Regardez d’abord autour de vous
À remarquer
- Salle principale
- Enseigne « Jogyesa »
- Entrée du temple
- Bâtiments de l’administration centrale
L’histoire du lieu
La salle principale de Jogyesa fut construite ici en mille neuf cent trente-huit, lorsque les dirigeants du bouddhisme coréen créaient un siège dans la capitale. Le temple s’appelait Taegosa, en l’honneur de Taego Bou, moine du quatorzième siècle alors considéré comme le fondateur de la principale tradition coréenne du Son, c’est-à-dire de la méditation bouddhique. Le conflit pour cette parcelle était donc aussi un conflit pour le droit de nommer les abbés et d’administrer les temples dans tout le pays.
Après la libération de la Corée du Japon, la majorité des moines coréens étaient mariés : cette pratique s’était répandue durant les décennies coloniales. Les moines observant le célibat représentaient moins d’un dixième de la communauté et n’administraient aucun monastère. Pour eux, l’enjeu concernait aussi la possibilité de poursuivre la vie monastique. La réforme agraire priva les temples des champs dont les revenus faisaient vivre les établissements ; les centres de méditation fermaient, et les moines pratiquants n’avaient nulle part où vivre ni où accomplir de longues retraites. Les moines mariés, au contraire, occupaient les fonctions des temples, tenaient les comptes, accomplissaient les rites et faisaient vivre leurs familles. Leur exclusion de la communauté les privait de leur statut religieux, de leur logement et de leurs revenus.
Au printemps de mille neuf cent cinquante-quatre, Ha Tongsan et Yi Ch’ŏngdam, chefs des partisans du célibat qui cherchaient à obtenir le transfert des monastères à leur profit, demandèrent le soutien du premier président de la Corée du Sud, Syngman Rhee. Le président exigea que les moines mariés soient retirés des temples. Pour le petit groupe qui n’avait auparavant aucun établissement propre, cela décida de l’issue du premier affrontement.

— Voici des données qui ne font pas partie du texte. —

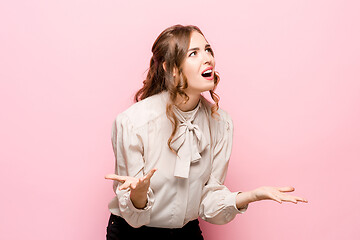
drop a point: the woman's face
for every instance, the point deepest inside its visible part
(199, 65)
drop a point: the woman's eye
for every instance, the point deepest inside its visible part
(192, 54)
(209, 50)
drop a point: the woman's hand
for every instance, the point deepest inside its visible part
(278, 194)
(138, 187)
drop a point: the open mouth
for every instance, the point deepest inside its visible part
(207, 73)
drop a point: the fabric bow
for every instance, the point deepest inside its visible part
(188, 142)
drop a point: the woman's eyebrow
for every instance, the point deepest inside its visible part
(192, 49)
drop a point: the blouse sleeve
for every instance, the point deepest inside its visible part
(129, 161)
(218, 205)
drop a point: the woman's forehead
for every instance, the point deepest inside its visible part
(197, 40)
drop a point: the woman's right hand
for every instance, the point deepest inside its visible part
(138, 187)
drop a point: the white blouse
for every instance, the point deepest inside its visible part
(186, 185)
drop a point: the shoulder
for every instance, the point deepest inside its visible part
(144, 111)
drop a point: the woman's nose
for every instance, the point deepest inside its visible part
(208, 58)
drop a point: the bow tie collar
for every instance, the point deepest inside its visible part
(188, 142)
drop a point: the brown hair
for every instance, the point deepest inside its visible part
(169, 52)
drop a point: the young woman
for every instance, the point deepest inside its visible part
(172, 148)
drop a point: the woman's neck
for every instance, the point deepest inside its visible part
(190, 104)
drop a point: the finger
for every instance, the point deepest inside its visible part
(150, 174)
(125, 185)
(299, 199)
(286, 189)
(275, 198)
(116, 177)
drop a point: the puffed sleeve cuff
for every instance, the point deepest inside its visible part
(136, 217)
(233, 199)
(231, 210)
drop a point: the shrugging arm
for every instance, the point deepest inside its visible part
(128, 150)
(218, 204)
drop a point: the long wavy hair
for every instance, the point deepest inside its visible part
(165, 71)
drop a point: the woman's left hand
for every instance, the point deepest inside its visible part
(278, 194)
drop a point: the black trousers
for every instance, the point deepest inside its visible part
(119, 229)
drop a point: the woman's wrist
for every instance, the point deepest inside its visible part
(139, 199)
(244, 198)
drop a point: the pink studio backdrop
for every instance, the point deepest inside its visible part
(289, 78)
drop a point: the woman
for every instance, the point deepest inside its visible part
(172, 148)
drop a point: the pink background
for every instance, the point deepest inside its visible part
(289, 77)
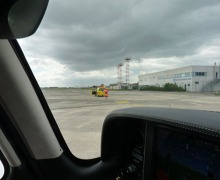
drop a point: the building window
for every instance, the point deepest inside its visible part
(199, 73)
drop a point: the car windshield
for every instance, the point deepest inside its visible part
(93, 57)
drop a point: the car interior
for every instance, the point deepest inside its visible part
(137, 143)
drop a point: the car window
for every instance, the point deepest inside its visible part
(145, 53)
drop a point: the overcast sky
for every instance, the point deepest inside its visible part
(80, 42)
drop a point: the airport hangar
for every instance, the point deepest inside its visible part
(191, 78)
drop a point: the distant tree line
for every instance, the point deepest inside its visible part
(166, 87)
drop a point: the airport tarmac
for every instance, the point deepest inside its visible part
(80, 115)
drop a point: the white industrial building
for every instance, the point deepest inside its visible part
(191, 78)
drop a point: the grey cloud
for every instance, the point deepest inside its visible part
(92, 35)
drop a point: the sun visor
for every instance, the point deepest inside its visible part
(20, 18)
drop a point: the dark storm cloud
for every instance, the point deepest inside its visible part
(92, 35)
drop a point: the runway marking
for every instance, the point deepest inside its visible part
(122, 102)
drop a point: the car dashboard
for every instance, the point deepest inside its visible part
(160, 143)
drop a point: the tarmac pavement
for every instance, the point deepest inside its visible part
(80, 115)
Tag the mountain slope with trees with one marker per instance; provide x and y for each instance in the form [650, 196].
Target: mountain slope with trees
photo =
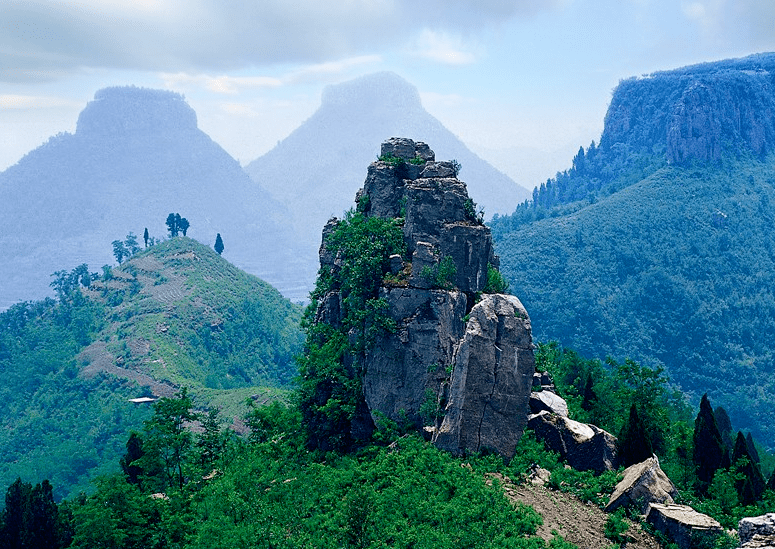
[136, 155]
[658, 243]
[174, 315]
[316, 170]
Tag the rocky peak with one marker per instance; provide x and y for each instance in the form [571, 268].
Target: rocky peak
[459, 364]
[118, 111]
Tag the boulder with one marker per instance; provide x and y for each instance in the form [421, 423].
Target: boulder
[643, 483]
[757, 532]
[585, 447]
[548, 401]
[682, 524]
[490, 385]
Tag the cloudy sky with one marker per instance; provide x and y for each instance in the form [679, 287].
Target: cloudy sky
[522, 82]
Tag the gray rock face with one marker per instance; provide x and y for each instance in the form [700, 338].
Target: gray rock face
[548, 401]
[757, 532]
[491, 378]
[466, 381]
[681, 523]
[585, 447]
[643, 483]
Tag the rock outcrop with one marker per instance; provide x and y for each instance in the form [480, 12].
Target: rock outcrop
[460, 363]
[682, 524]
[643, 483]
[585, 447]
[757, 532]
[696, 112]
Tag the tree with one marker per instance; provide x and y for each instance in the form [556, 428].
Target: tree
[119, 251]
[218, 244]
[724, 426]
[589, 394]
[750, 484]
[130, 243]
[134, 452]
[634, 442]
[167, 441]
[708, 448]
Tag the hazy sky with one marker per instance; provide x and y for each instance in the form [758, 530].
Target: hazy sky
[522, 82]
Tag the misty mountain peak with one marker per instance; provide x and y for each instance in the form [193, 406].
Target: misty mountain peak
[385, 91]
[129, 109]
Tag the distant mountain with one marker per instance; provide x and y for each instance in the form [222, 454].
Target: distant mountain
[658, 243]
[136, 156]
[317, 169]
[175, 315]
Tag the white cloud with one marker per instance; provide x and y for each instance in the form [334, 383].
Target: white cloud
[36, 102]
[39, 39]
[443, 48]
[693, 10]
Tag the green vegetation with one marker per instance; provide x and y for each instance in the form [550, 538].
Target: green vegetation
[674, 270]
[270, 492]
[176, 313]
[441, 275]
[330, 392]
[690, 449]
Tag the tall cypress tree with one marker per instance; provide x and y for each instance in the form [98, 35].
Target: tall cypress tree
[725, 427]
[634, 442]
[708, 448]
[751, 486]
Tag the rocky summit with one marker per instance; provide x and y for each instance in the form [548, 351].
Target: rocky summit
[460, 362]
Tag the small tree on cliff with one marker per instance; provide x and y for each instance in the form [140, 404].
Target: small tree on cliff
[634, 442]
[708, 448]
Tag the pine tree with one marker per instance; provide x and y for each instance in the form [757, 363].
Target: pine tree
[724, 427]
[589, 395]
[708, 448]
[134, 451]
[634, 443]
[751, 486]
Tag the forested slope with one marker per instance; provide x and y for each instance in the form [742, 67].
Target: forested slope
[658, 243]
[176, 315]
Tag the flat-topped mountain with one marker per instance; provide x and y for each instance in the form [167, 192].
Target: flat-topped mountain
[136, 156]
[658, 243]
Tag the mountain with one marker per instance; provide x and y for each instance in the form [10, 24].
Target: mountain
[136, 156]
[317, 169]
[175, 315]
[658, 243]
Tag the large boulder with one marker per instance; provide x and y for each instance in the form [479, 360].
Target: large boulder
[757, 532]
[682, 524]
[585, 447]
[493, 369]
[548, 401]
[643, 483]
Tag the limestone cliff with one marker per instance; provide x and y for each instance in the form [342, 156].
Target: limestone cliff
[458, 363]
[696, 112]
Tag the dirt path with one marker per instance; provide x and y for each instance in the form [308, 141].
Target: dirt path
[582, 524]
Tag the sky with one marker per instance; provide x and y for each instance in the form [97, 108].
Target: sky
[523, 83]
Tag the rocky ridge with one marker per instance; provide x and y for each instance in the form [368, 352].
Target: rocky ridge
[459, 364]
[696, 112]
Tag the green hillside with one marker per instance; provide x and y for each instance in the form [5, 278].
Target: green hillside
[175, 315]
[677, 269]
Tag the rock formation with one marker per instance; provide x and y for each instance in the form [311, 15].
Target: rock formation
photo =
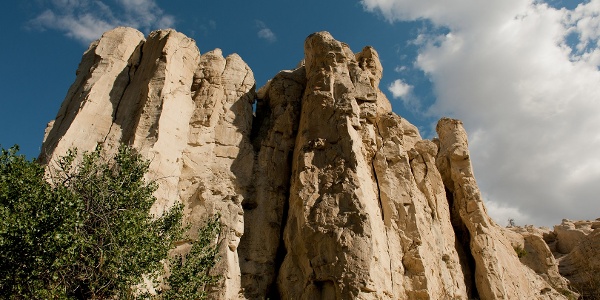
[324, 192]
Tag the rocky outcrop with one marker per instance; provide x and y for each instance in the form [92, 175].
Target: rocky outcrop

Le cinq novembre, quatre-vingts moines marchèrent du Seonhakwon de Séoul jusqu’à Taegosa et occupèrent le siège. Une enseigne portant le nom « Jogyesa » apparut sur le temple, et le bâtiment de l’administration porta celui de l’ordre Jogye. Le nouveau nom rattachait la communauté à Jinul, moine du douzième siècle qui associa l’étude des textes bouddhiques à la méditation et vécut à Songgwangsa, sur le mont Jogye. Les partisans du célibat réécrivirent simultanément les statuts : ils déclarèrent Jinul leur prédécesseur spirituel et classèrent les moines mariés parmi les laïcs.

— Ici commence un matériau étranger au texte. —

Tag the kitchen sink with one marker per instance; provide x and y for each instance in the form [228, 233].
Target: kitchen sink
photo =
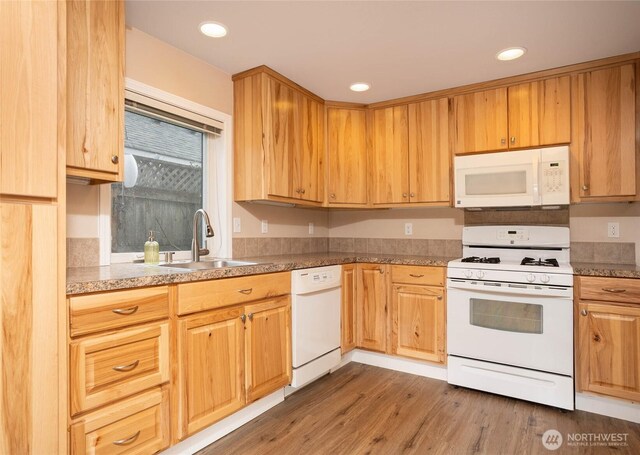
[206, 265]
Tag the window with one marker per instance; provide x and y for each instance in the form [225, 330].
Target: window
[175, 163]
[163, 185]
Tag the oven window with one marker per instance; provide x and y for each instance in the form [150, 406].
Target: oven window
[507, 316]
[513, 182]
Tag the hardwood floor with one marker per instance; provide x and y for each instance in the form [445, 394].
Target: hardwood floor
[361, 409]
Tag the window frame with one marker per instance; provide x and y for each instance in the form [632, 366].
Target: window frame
[217, 162]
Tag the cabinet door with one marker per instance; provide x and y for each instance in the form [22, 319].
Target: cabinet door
[609, 349]
[604, 126]
[371, 310]
[284, 106]
[210, 368]
[390, 168]
[540, 113]
[348, 319]
[481, 121]
[28, 319]
[28, 98]
[268, 346]
[309, 178]
[429, 151]
[347, 156]
[95, 87]
[419, 322]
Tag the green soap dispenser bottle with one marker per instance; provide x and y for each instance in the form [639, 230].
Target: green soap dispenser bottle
[151, 250]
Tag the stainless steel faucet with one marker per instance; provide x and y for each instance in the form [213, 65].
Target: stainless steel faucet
[195, 247]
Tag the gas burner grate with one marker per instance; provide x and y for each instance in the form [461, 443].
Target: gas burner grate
[540, 262]
[479, 260]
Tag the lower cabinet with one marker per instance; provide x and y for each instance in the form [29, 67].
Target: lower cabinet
[230, 357]
[608, 337]
[135, 425]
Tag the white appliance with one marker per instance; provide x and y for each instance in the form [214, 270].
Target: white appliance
[315, 325]
[510, 313]
[524, 178]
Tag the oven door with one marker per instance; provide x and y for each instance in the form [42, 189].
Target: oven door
[514, 328]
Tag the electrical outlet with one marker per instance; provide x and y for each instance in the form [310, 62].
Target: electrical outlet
[408, 228]
[613, 230]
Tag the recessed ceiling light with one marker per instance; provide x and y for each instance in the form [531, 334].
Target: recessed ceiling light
[360, 87]
[511, 53]
[213, 29]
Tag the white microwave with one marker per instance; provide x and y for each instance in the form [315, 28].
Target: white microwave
[524, 178]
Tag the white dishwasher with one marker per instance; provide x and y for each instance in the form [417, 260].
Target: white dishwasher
[315, 325]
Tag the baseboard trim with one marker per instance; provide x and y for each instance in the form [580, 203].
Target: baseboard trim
[399, 364]
[610, 407]
[220, 429]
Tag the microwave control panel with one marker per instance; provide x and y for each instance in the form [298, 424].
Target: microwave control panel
[554, 176]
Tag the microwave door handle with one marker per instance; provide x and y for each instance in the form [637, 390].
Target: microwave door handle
[536, 179]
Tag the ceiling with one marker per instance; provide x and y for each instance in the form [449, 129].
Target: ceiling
[400, 47]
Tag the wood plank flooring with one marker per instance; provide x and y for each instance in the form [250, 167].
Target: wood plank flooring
[361, 409]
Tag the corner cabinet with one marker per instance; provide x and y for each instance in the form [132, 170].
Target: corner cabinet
[531, 114]
[95, 90]
[605, 150]
[278, 140]
[608, 336]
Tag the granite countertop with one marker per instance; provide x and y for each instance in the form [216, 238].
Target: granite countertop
[606, 270]
[82, 280]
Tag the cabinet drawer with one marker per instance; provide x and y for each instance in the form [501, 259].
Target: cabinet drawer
[93, 313]
[625, 290]
[205, 295]
[411, 274]
[136, 425]
[108, 367]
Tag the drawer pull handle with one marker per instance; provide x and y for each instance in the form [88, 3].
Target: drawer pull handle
[126, 311]
[614, 290]
[129, 367]
[127, 441]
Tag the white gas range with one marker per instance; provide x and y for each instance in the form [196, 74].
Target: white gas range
[510, 313]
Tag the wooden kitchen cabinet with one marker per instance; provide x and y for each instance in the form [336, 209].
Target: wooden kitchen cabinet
[278, 139]
[28, 99]
[418, 312]
[210, 368]
[95, 89]
[608, 337]
[530, 114]
[268, 346]
[346, 156]
[348, 311]
[371, 306]
[604, 150]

Quelques jours plus tard, le camp expulsé tenta de reprendre Taegosa. Les moines furent expulsés d’ici les uns après les autres, les affrontements s’étendirent à d’autres établissements, puis de longs procès commencèrent. À l’été de mille neuf cent cinquante-cinq, le congrès des partisans du célibat nomma des abbés pour six cent vingt-trois temples ; Yi Ch’ŏngdam obtint le poste de secrétaire général, et l’État reconnut la nouvelle direction. Les moines mariés continuèrent de contester cette décision. En mille neuf cent soixante, ils tentèrent de nouveau d’occuper Jogyesa, et cinq cents de leurs adversaires y entamèrent une grève de la faim en attendant la décision de la Cour suprême de Corée du Sud. La manifestation qui suivit devant le bâtiment du tribunal se solda par des blessés, des centaines d’arrestations et des condamnations pour vingt-quatre moines.
La tentative de réunir les deux groupes dans un même ordre échoua. Après le dernier procès qu’ils perdirent, les moines mariés créèrent en mille neuf cent soixante-dix un ordre distinct et lui rendirent le nom de l’ordre Taego. Les partisans du célibat conservèrent l’ordre Jogye et ce temple. Des offices sont désormais célébrés dans la salle principale, l’administration centrale de l’ordre fonctionne dans les bâtiments voisins, et au-dessus de l’entrée demeure le nom affiché pour la première fois durant l’occupation : Jogyesa.
Sur place
L’enceinte du temple est ouverte vingt-quatre heures sur vingt-quatre ; certaines salles, cérémonies et manifestations peuvent avoir leurs propres horaires.
Vérifié : 28 juin 2026. Vérifiez la source officielle avant votre visite.Jogyesa est un temple en activité : parlez doucement, ne photographiez pas les personnes en prière sans leur consentement et ne passez pas devant celles qui se prosternent. Durant une cérémonie, observez la salle depuis le bord de la cour.